I minuti impiegati per indossare e togliere la divisa aziendale devono essere pagati. Lo ha stabilito il Tribunale del Lavoro accogliendo il ricorso presentato da un gruppo di dipendenti di Coop Alleanza 3.0, riconoscendo che le operazioni di vestizione e svestizione rientrano a pieno titolo nell’orario di lavoro. Secondo quanto riferito dal sindacato Usb, che ha commentato la decisione, la sentenza conferma così che il cosiddetto tempo tuta, ovvero il tempo necessario per indossare i dispositivi di protezione individuale (Dpi) e la divisa aziendale, «è un’operazione svolta sotto il potere direttivo del datore di lavoro». Un passaggio chiave, perché lega quel tempo alla retribuzione.

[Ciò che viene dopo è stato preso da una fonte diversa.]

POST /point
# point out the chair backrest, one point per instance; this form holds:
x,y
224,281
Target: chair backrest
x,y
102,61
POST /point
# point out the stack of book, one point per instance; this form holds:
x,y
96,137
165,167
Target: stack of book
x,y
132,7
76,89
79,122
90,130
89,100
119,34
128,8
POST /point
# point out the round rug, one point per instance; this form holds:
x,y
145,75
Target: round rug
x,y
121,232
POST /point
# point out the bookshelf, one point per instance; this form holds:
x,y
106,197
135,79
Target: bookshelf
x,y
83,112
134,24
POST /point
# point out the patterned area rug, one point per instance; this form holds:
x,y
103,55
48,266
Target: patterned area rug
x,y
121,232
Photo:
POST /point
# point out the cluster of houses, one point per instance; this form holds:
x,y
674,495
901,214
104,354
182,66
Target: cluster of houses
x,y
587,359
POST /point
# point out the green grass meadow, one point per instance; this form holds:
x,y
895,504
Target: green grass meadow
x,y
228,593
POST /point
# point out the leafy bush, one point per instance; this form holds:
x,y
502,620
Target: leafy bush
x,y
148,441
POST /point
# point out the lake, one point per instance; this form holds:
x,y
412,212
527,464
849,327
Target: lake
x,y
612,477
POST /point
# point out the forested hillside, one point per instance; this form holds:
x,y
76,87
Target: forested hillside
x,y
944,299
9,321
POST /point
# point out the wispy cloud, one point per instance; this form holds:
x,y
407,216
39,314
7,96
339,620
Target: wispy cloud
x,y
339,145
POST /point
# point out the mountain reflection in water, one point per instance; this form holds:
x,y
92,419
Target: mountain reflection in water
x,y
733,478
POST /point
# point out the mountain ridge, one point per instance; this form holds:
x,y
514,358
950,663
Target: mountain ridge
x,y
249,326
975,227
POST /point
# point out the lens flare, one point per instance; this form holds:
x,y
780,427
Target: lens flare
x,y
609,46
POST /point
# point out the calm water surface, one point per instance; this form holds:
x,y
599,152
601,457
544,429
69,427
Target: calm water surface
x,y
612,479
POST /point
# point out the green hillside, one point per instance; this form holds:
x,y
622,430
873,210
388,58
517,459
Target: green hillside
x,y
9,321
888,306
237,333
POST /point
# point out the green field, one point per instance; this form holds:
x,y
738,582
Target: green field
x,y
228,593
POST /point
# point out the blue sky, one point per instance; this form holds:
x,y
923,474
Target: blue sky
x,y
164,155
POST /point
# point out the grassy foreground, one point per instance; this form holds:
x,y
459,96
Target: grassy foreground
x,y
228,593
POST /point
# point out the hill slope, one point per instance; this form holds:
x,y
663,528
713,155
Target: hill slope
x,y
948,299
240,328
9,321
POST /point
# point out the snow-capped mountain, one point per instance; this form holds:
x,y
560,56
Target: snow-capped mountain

Dieci minuti al giorno riconosciuti in busta paga
In base alla decisione, Coop Alleanza 3.0 dovrà ora riconoscere ai lavoratori coinvolti 10 minuti al giorno per il tempo impiegato a indossare gli indumenti da lavoro. Non solo. L’azienda sarà tenuta a corrispondere anche gli arretrati maturati negli anni. Per Usb si tratta di una «vittoria storica», risultato di una vertenza portata avanti da tempo. Il sindacato di base sostiene che per anni Coop Alleanza 3.0 avrebbe ignorato le richieste dei dipendenti, «pretendendo che il cambio della divisa, atto obbligatorio per svolgere il servizio, avvenisse al di fuori del normale orario di lavoro».
«Vittoria di dignità»
In questo modo, accusa l’organizzazione sindacale, l’azienda avrebbe «beneficiato, di fatto, di decine di ore all’anno di lavoro gratuito». I lavoratori interessati svolgono mansioni nei reparti freschi e freschissimi, dove l’uso di specifici indumenti e protezioni è parte integrante dell’attività. «Questa non è solo una vittoria economica, è una vittoria di dignità. Chi indossa una divisa per produrre profitto non deve farlo a proprie spese», conclude il sindacato.